The authors of this study asked an important question: do grant reviewers discriminate on the basis of the gender or race of the grant proposal’s principal investigator? Participants in their study were actual researchers who had previously submitted R01 grant proposals to the NIH and many of whom had also acted as reviewers on such proposals. Their participants were collectively asked to evaluate 48 actual NIH proposals that differed only in one respect among conditions in the experiment: the name of the principal investigator was manipulated to be stereotypically white male, white female, black male or black female. The authors found no evidence of pragmatically important bias (defined as half a point or more on the 9-point assessment scale).
Not all null findings are interpretable or meaningful, of course. Poorly motivated or poorly executed research is not informative, regardless of the direction of the results. Studies yielding no evidence for the hypothesized effect are not interpretable unless they are sufficiently powered to detect the effect of interest. Forscher et al. preregistered their analysis plan and ensured that their study was sufficiently powered to detect pragmatically important bias. They also subjected their analyses to several robustness checks.
A positive finding in this case would likely have made more sensational news headlines and it would have provided the NIH and other funders with an immediate target for intervention. However, the absence of evidence of bias is also informative and important: although bias may exist in other aspects of the granting process, this experiment suggests that the initial peer review process is likely not affected by it; or, if bias exists, the effect is so small as to be negligible.

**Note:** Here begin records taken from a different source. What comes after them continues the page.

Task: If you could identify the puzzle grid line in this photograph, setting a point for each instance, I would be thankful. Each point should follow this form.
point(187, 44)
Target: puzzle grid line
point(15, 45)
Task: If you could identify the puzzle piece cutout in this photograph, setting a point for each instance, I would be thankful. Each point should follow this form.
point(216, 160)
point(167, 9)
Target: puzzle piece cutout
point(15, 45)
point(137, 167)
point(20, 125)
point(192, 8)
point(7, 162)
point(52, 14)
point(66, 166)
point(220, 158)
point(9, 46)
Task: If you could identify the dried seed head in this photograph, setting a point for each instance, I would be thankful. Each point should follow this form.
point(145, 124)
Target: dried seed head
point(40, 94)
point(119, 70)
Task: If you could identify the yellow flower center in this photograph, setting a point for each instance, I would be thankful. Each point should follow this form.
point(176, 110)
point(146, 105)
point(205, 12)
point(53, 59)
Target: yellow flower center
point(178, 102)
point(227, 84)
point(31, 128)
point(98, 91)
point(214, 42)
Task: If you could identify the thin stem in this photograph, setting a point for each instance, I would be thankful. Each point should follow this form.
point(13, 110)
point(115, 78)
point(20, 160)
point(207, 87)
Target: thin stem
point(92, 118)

A focus on confirmatory, statistically significant results undermines the aims of science and its ability to self-correct. Publication continues to be the key vehicle for researcher recognition and career advancement. It’s time to shift the emphasis from positive outcomes to the importance of the question and the methodological rigour of studies, regardless of their outcome. That’s why at Nature Human Behaviour we strongly encourage the submission of Registered Reports (where a decision for publication is made before the results are available) and welcome methodologically rigorous studies on broadly important questions that report null or negative findings.
Sterling, T. D. J. Am. Stat. Assoc. 54, 30–34 (1959).
Rosenthal, R. Psychol. Bull. 86, 638–641 (1979).
Fanelli, D. Scientometrics 90, 891–904 (2012).
Nissen, S. B., Magidson, T., Gross, K. & Bergstrom, C. T. eLife 5, e21451 (2016).